Greek Word Pronunciation: pros-ago-GAY
Strong’s Number: 4318
Goodrich/Kohlenberger Number: 4643
Key Verse: “… through whom also we have obtained our introduction by faith into this grace in which we stand …” -- Romans 5:2

Prosagoge is a compound of pros, meaning “toward” or “facing,” and ago, meaning “to lead, to bring.” It is literally “a leading or bringing into the presence of,” associated with freedom to enter through the assistance or favor of another. Thayer says this is a “relationship with God whereby we are acceptable to Him and have assurance that He is favorably disposed towards us.” It was the act of one who secures for another an interview with a sovereign.

It is found in the Septuagint in Exodus 29:10 and several times in Leviticus in the sense of bringing or offering an animal for sacrifice.

This noun appears only three times in the New Testament. Ephesians 2:18, “we both have access in one Spirit to the Father” indicates the privilege of being brought to or introduced to God. This involves the free access which we have to God through the Holy Spirit because of Christ’s merits.

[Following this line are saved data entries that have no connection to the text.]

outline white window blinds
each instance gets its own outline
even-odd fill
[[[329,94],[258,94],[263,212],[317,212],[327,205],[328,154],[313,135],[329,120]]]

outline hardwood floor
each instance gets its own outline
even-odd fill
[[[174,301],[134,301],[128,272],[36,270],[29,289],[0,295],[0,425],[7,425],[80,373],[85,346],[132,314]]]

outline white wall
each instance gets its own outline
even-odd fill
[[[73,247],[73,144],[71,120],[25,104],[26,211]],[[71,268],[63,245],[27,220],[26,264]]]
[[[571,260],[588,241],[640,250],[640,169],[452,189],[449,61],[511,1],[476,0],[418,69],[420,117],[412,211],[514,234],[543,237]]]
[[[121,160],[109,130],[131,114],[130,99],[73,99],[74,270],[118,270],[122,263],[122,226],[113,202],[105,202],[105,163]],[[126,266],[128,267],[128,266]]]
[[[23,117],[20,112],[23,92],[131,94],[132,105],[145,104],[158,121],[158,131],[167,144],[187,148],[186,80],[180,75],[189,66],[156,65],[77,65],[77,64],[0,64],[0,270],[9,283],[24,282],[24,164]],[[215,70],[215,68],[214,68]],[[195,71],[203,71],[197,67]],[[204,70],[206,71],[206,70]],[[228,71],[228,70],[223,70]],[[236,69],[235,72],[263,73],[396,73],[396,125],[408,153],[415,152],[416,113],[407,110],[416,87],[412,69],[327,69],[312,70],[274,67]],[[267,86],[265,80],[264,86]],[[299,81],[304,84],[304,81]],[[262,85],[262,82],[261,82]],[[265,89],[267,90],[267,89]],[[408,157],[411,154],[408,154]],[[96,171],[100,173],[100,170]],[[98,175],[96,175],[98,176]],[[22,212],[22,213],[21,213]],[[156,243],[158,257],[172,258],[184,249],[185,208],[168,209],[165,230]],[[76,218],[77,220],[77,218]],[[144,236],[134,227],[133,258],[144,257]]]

Ephesians 3:12, “we have boldness and confident access through faith in Him,” tells us that our access to God’s throne denotes liberty granted by God because of our faith in Jesus Christ. Compared to the limited access to God in the Old Testament, the free access that we have now is certainly a reason to “exult in hope of the glory of God” (Romans 5:2).

In the key verse, ROMANS 5:2, grace here is seen as a haven or harbor. In secular usage, prosagoge referred to a place for ships to land as they “approached” a harbor. Jesus brings the believer into full favor of God. Wuest says, “God the Son provides the way into the Father's presence through the blood of His cross, God the Spirit conducts the saint in and presents him, and God the Father is the One into whose presence the believer is brought.”


Connection Worship said...

Awesome post about Grace.

Susan said...

Glad You commented on my blog because yours are awesome!I love looking at word origins. I was born in Holland so when I see words with Germanic or Dutch roots it makes the word so much more interesting to me. Thanks for this world study!